The hardest part is getting in front of new audiences. I was vending a bit and that sucks. Lots of wear and tear on my car, the labor of setting up a booth and breaking down, and you never know when a rainstorm will shut you down flushing the money you spent to be there down the drain BUT when it works, it’s a great way to meet new people and for them to discover something they love. The feedback is invaluable and the sales can be really good too. You have to take the good with the bad in business.
What is your best piece of advice for other women who are thinking about launching a business?
Do it part-time for a while. Don't just jump into it because you hate your job. Figure out if you really like doing ALL jobs, not just the fun stuff, to run your business, because you will wear all hats for a little while until you can afford to outsource. From social media, to shipping, to pitching to the press and retailers, to sourcing new zippers and leather, to updating the website--you name it, I do it!
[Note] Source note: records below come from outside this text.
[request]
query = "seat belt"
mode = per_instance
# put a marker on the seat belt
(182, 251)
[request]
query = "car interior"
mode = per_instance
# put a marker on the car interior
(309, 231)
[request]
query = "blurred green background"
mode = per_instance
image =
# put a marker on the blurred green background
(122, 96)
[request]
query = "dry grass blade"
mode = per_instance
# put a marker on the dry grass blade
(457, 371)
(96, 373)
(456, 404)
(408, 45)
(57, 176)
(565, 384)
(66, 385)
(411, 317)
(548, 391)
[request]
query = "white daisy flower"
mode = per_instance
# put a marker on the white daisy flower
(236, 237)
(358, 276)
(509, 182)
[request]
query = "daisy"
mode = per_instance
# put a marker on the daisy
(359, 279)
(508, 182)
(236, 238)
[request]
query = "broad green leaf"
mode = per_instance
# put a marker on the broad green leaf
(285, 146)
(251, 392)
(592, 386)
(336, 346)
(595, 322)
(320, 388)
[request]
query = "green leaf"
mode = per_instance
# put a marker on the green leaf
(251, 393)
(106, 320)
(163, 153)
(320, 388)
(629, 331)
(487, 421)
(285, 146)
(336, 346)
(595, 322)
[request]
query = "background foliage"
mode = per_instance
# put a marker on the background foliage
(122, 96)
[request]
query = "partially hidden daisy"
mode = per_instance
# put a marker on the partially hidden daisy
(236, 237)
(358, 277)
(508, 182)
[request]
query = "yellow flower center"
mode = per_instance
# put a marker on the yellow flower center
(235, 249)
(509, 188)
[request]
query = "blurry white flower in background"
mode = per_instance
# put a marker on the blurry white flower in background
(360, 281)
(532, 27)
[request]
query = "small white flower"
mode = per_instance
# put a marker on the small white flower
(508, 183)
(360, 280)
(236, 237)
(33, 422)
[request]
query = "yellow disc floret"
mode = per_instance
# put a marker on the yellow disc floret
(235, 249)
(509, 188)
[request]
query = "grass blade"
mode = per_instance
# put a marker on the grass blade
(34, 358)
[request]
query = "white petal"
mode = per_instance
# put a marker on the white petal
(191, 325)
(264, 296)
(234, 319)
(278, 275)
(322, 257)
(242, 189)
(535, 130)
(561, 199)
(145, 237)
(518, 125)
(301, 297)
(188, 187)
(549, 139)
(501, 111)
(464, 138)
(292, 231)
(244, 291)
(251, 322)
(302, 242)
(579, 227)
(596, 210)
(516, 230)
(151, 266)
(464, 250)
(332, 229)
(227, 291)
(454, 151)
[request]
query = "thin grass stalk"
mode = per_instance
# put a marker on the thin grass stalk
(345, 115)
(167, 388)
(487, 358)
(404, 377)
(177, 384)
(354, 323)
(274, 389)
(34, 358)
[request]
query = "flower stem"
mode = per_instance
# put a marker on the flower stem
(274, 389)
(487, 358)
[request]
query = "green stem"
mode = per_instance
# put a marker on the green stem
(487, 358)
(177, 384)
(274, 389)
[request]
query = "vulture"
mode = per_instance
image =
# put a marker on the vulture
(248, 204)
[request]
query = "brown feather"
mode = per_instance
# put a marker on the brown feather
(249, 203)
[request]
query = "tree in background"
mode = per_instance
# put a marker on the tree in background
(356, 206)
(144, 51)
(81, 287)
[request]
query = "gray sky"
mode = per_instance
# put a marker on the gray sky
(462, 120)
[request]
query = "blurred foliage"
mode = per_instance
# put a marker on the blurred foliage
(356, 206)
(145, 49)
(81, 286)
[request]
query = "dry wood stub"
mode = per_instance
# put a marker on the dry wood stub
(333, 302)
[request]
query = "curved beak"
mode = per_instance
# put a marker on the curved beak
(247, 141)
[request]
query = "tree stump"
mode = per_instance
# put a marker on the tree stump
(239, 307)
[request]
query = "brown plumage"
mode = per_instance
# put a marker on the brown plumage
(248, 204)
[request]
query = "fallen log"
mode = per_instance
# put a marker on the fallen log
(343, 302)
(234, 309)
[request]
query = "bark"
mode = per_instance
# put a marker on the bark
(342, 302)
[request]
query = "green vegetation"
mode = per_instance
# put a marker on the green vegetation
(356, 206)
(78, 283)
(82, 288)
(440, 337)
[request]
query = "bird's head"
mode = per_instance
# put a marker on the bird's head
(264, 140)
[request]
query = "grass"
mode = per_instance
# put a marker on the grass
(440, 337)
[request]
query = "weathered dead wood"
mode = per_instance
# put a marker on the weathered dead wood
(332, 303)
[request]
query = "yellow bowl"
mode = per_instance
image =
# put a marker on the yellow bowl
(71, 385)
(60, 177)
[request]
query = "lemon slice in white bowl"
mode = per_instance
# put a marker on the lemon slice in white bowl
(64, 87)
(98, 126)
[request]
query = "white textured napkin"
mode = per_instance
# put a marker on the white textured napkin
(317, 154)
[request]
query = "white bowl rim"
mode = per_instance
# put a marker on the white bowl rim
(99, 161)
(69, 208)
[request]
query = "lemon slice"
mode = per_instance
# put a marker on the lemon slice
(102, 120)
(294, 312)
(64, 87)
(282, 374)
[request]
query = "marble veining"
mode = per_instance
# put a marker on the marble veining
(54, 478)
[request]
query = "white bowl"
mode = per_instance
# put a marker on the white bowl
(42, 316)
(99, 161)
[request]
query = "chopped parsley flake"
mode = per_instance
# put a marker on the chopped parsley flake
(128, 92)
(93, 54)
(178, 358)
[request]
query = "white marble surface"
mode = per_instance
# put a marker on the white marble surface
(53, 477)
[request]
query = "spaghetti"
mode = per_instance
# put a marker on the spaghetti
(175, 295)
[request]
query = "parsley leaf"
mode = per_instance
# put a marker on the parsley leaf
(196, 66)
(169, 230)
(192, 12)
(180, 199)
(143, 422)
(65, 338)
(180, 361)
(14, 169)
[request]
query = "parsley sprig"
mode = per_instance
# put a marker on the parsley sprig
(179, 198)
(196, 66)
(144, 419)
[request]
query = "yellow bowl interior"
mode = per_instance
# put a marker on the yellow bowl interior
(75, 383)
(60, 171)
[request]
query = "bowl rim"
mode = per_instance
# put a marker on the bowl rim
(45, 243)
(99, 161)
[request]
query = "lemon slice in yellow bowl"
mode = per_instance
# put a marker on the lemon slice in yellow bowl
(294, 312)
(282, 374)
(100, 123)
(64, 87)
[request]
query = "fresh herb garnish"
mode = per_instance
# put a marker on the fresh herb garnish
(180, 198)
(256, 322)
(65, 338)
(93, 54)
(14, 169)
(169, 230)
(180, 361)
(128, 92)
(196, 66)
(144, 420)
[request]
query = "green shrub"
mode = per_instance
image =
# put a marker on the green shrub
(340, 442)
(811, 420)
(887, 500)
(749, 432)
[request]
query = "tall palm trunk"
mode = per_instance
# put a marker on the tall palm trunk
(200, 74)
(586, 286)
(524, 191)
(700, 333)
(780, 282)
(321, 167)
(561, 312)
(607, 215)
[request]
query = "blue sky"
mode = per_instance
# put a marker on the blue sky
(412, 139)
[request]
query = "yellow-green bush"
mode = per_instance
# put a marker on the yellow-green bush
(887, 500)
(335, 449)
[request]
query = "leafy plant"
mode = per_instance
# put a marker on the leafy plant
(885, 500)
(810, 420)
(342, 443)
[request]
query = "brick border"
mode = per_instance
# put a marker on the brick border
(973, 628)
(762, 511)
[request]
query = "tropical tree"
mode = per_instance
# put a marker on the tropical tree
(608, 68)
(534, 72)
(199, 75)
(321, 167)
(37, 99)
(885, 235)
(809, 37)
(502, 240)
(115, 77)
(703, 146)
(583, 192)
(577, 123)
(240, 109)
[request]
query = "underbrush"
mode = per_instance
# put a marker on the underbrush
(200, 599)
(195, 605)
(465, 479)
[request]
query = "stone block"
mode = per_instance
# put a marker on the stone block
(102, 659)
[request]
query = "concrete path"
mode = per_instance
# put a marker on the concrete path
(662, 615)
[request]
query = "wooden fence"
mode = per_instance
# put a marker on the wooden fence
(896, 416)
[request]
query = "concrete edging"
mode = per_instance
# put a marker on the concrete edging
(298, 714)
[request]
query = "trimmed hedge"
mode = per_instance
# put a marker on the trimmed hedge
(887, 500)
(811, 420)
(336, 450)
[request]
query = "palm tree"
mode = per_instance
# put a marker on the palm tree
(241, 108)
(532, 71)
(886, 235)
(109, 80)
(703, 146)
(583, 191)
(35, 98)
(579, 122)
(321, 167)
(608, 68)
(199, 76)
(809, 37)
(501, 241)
What I will say though, is Fiverr will be your best friend. Small research jobs or cute marketing videos can be designed by an expert for just a few dollars so don't get too bogged down with things you aren't good at. Just have a good awareness of how all parts of your business work. Also, know when it's time to end it and move on. Stay open to new opportunities as well. I always wanted to open a fashion design school to give back to the community and when a community development program started renovating old, abandoned commercial spaces in Camden I got the opportunity to lease a beautiful new space because I was ready and open to it. Stay ready so you don't have to get ready!